ECLI:NL:CBB:2018:434
College van Beroep voor het bedrijfsleven
- Eerste aanleg - meervoudig
- E.R. Eggeraat
- R.W.L. Koopmans
- I.M. Ludwig
- Rechtspraak.nl
Weigering certificering biologische runderen en de gevolgen voor de omschakeling naar biologische productie
In de uitspraak van 28 augustus 2018 heeft het College van Beroep voor het Bedrijfsleven geoordeeld over de weigering van de Stichting Skal om de runderen van de Maatschap [naam 1] te certificeren voor biologische productie.

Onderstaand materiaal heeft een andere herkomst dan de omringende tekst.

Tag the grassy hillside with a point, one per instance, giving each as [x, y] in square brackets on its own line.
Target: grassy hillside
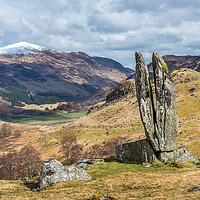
[16, 96]
[118, 180]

De zaak betreft een geschil over de naleving van de Europese regelgeving inzake biologische productie, specifiek de Verordening (EG) nr. 834/2007 en de Uitvoeringsverordening (EG) nr. 889/2008. De Maatschap had bezwaar gemaakt tegen het besluit van de Stichting Skal, dat hen verbood om de melk van hun runderen als biologisch te verhandelen, omdat zij niet voldeden aan de eisen voor biologische productie. De Maatschap had in 2016 niet voldaan aan de voorwaarden voor biologische veehouderij, wat leidde tot de beslissing van de Stichting Skal om de certificering te weigeren. Tijdens de zitting op 12 juli 2018 werd het standpunt van de Maatschap dat zij aan de eisen voldeden, niet ondersteund door voldoende bewijs. Het College concludeerde dat de Maatschap niet had aangetoond dat zij voldeden aan de eisen van de Verordening, met name met betrekking tot de samenstelling van het voedselrantsoen van de runderen. Het College oordeelde dat de Stichting Skal in redelijkheid tot haar besluit had kunnen komen, en verklaarde het beroep van de Maatschap ongegrond. De uitspraak benadrukt het belang van naleving van de regelgeving voor biologische productie en de gevolgen van niet-naleving voor de certificering van biologische producten.